Thread: The REAL cost of joins

The REAL cost of joins

From
Marcin Krol
Date:
Hello everyone,

I have inadvertently set off a furball on an unrelated ng on what is the
actual cost of SQL joins. But there's no reliable conclusion. I would
like to actually know that, that is, are JOINs truly expensive?

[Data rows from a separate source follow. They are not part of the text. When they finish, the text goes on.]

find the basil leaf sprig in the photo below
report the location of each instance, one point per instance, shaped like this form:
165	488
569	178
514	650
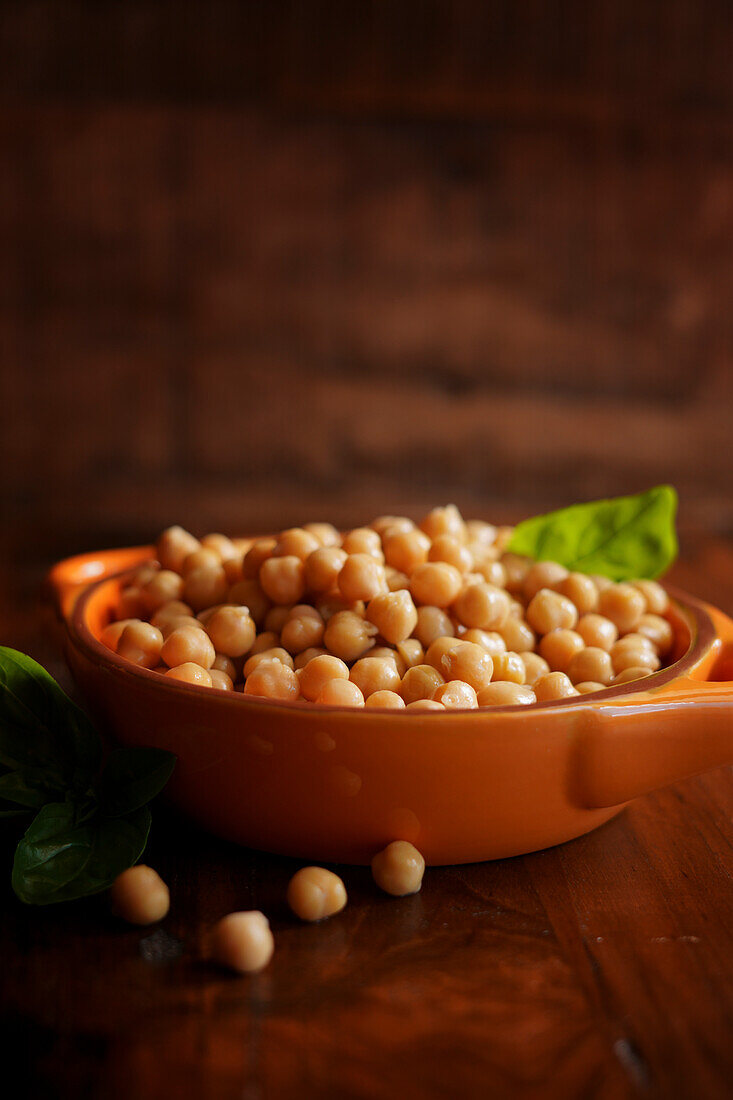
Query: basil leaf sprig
625	538
91	821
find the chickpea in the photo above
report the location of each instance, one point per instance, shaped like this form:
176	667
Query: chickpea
248	593
190	673
232	630
386	699
554	685
658	630
315	893
318	672
276	653
451	550
581	590
505	693
398	869
534	667
419	682
636	672
517	635
242	942
187	645
255	558
349	636
457	695
374	673
326	534
406	550
482	606
272	679
323	568
549	611
623	604
412	652
283	579
363	540
340	693
140	895
295	542
559	647
510	668
469	662
591	663
431	623
173	547
446	520
141	644
597	630
393	614
657	601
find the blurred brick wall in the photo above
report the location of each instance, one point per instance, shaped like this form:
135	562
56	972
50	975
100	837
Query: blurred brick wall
259	261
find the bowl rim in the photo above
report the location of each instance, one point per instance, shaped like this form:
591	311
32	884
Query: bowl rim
693	613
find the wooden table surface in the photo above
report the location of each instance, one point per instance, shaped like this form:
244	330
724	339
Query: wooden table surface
600	968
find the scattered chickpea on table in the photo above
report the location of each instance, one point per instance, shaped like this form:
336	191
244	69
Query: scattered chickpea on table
396	615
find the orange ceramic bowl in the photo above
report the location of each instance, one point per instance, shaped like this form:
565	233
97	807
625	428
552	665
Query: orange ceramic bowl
338	784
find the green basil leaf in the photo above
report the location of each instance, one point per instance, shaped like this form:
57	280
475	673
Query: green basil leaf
132	777
58	859
624	538
40	726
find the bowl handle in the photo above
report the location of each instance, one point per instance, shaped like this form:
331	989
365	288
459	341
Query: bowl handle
68	579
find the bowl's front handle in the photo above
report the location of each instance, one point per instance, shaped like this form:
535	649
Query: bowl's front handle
68	579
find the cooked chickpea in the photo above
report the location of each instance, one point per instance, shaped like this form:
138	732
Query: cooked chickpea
323	568
534	667
597	630
543	574
315	893
505	693
283	579
276	653
140	895
386	699
510	668
374	673
318	672
581	590
340	693
271	679
658	630
591	663
457	695
549	611
141	642
393	614
419	682
405	550
186	645
190	673
554	685
469	662
482	606
623	604
559	647
242	942
173	547
398	869
349	636
296	542
232	630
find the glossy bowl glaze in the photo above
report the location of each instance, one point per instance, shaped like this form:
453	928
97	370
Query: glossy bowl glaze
338	784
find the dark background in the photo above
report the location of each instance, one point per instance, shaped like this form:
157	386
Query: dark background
265	262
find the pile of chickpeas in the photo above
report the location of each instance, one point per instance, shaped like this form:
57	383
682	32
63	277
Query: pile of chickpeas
427	616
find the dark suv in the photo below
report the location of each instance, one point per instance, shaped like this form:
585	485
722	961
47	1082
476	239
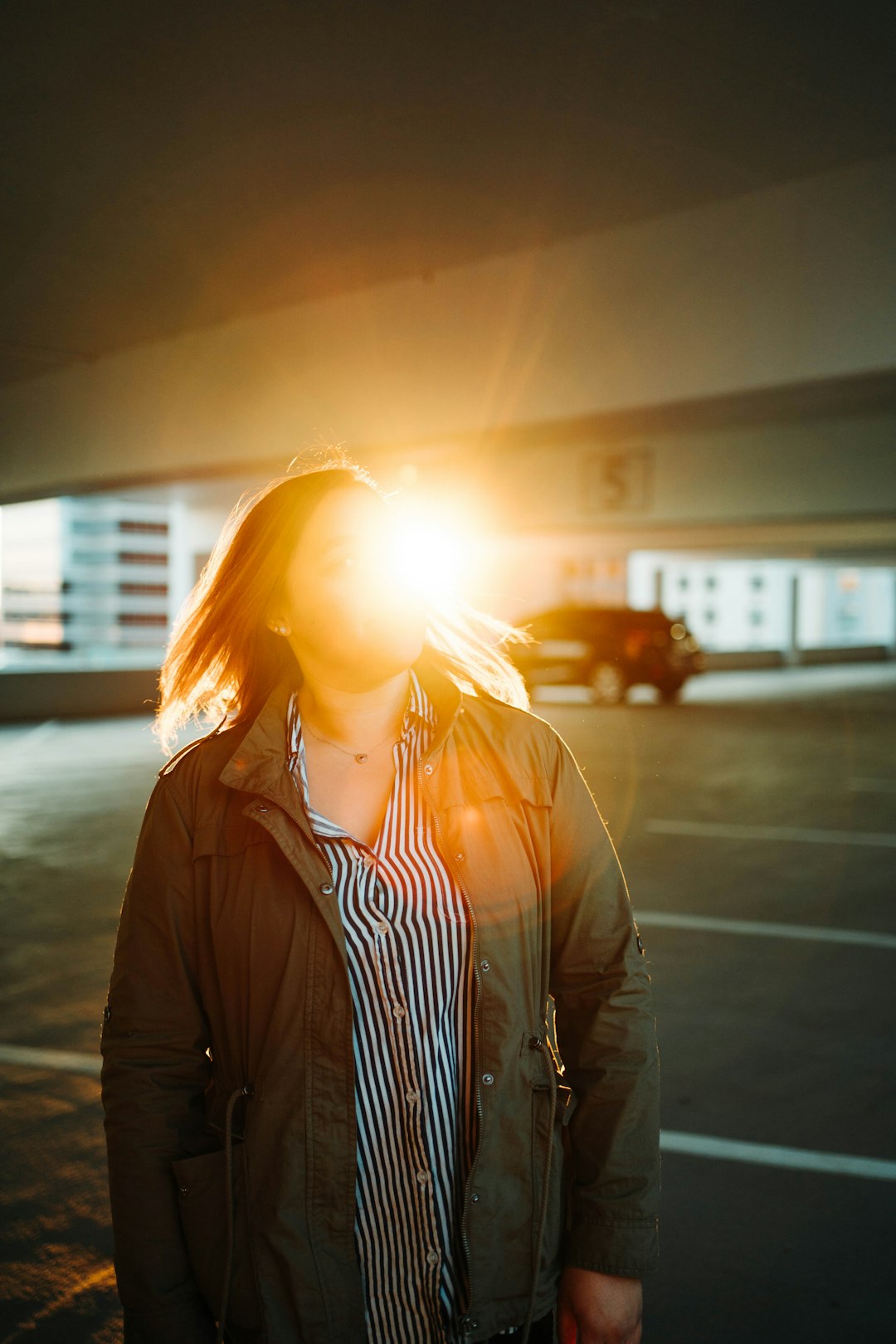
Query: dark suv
607	650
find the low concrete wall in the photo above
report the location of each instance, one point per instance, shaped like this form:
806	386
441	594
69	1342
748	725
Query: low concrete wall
77	695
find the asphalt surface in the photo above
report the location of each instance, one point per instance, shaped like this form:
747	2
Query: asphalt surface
765	797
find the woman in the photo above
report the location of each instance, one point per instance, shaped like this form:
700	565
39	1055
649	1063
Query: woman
359	908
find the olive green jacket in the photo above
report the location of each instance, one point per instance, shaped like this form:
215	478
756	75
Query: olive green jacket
227	1040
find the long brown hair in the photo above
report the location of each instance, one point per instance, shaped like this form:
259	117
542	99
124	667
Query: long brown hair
222	660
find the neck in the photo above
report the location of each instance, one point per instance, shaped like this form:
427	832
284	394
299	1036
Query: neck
353	718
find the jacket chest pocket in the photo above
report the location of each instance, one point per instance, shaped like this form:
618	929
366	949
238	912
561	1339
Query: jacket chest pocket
254	906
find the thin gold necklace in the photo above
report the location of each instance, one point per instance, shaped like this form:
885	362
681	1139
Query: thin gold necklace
356	756
359	756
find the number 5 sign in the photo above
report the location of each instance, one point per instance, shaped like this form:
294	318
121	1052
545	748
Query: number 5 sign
618	481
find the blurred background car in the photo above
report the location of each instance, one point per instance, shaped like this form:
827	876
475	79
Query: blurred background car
609	650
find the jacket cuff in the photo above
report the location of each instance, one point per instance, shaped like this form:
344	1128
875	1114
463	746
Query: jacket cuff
629	1248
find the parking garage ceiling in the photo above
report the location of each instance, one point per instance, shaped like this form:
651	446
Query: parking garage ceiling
171	167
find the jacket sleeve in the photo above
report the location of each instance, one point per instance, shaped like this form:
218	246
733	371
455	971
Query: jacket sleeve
155	1070
606	1036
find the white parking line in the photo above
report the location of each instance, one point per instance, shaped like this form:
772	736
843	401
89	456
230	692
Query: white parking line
670	1140
733	830
66	1060
660	918
770	1155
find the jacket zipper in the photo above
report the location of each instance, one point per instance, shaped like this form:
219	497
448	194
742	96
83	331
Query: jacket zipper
476	1047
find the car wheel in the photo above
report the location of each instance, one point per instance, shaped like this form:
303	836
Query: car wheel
606	683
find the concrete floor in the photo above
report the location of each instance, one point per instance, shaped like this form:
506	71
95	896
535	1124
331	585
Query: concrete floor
782	1042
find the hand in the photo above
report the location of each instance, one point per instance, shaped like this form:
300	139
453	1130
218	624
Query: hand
598	1308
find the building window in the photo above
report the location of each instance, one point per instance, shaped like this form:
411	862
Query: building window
143	558
127	524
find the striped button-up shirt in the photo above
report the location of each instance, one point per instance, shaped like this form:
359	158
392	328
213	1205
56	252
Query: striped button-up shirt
412	992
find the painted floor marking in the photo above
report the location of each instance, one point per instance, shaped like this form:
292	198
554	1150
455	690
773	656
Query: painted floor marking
66	1060
661	918
670	1140
772	1155
733	830
32	737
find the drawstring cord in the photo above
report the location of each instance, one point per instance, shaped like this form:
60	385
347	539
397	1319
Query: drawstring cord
246	1090
538	1043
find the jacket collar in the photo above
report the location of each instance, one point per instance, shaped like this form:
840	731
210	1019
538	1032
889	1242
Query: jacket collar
260	763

As they say, one measurement is worth a thousand opinions, so I've done
measurement on my PG app:

$ time echo "\c hrs;
SELECT hosts.ip, reservation.start_date, architecture.architecture,
os_kind.os_kind, os_rel.os_rel, os_version.os_version, project.project,
email.email FROM hosts
  INNER JOIN project ON project.id = hosts.project_id
  INNER JOIN architecture ON hosts.architecture_id = architecture.id
  INNER JOIN os_kind ON os_kind.id = hosts.os_kind_id
  INNER JOIN os_rel ON hosts.os_rel_id = os_rel.id
  INNER JOIN os_version ON hosts.os_version_id = os_version.id
  INNER JOIN reservation_hosts ON hosts.id = reservation_hosts.host_id
  INNER JOIN reservation on reservation.id =
reservation_hosts.reservation_id
  INNER JOIN email ON reservation.email_id = email.id

;" | psql > /dev/null

real    0m0.099s
user    0m0.015s
sys     0m0.005s



$ time echo "\c hrs;
 > SELECT hosts.ip FROM hosts;
 > SELECT reservation.start_date FROM reservation;
 > SELECT architecture.architecture FROM architecture;
 > SELECT os_rel.os_rel FROM os_rel;
 > SELECT os_version.os_version FROM os_version;
 > SELECT project.project FROM project;
 > SELECT email.email FROM email;
 > " | psql > /dev/null

real    0m0.046s
user    0m0.008s
sys     0m0.004s

Note: I've created indexes on those tables, both on data columns like
hosts.ip and on .id columns.

What do you think of this? And in general: when (if?) should one
denormalize data?

Regards,
mk


Re: The REAL cost of joins

From
Peter Hunsberger
Date:
On Wed, Mar 3, 2010 at 3:59 PM, Marcin Krol <mrkafk@gmail.com> wrote:
>
> Hello everyone,
>
> I have inadvertently set off a furball on an unrelated ng on what is the actual cost of SQL joins. But there's no
reliableconclusion. I would like to actually know that, that is, are JOINs truly expensive? 
>
> As they say, one measurement is worth a thousand opinions, so I've done measurement on my PG app:
>
> $ time echo "\c hrs;
> SELECT hosts.ip, reservation.start_date, architecture.architecture, os_kind.os_kind, os_rel.os_rel,
os_version.os_version,project.project, email.email FROM hosts 
>  INNER JOIN project ON project.id = hosts.project_id
>  INNER JOIN architecture ON hosts.architecture_id = architecture.id
>  INNER JOIN os_kind ON os_kind.id = hosts.os_kind_id
>  INNER JOIN os_rel ON hosts.os_rel_id = os_rel.id
>  INNER JOIN os_version ON hosts.os_version_id = os_version.id
>  INNER JOIN reservation_hosts ON hosts.id = reservation_hosts.host_id
>  INNER JOIN reservation on reservation.id = reservation_hosts.reservation_id
>  INNER JOIN email ON reservation.email_id = email.id
>
> ;" | psql > /dev/null
>
> real    0m0.099s
> user    0m0.015s
> sys     0m0.005s
>
>
>
> $ time echo "\c hrs;
> > SELECT hosts.ip FROM hosts;
> > SELECT reservation.start_date FROM reservation;
> > SELECT architecture.architecture FROM architecture;
> > SELECT os_rel.os_rel FROM os_rel;
> > SELECT os_version.os_version FROM os_version;
> > SELECT project.project FROM project;
> > SELECT email.email FROM email;
> > " | psql > /dev/null
>
> real    0m0.046s
> user    0m0.008s
> sys     0m0.004s
>
> Note: I've created indexes on those tables, both on data columns like hosts.ip and on .id columns.
>
> What do you think of this? And in general: when (if?) should one denormalize data?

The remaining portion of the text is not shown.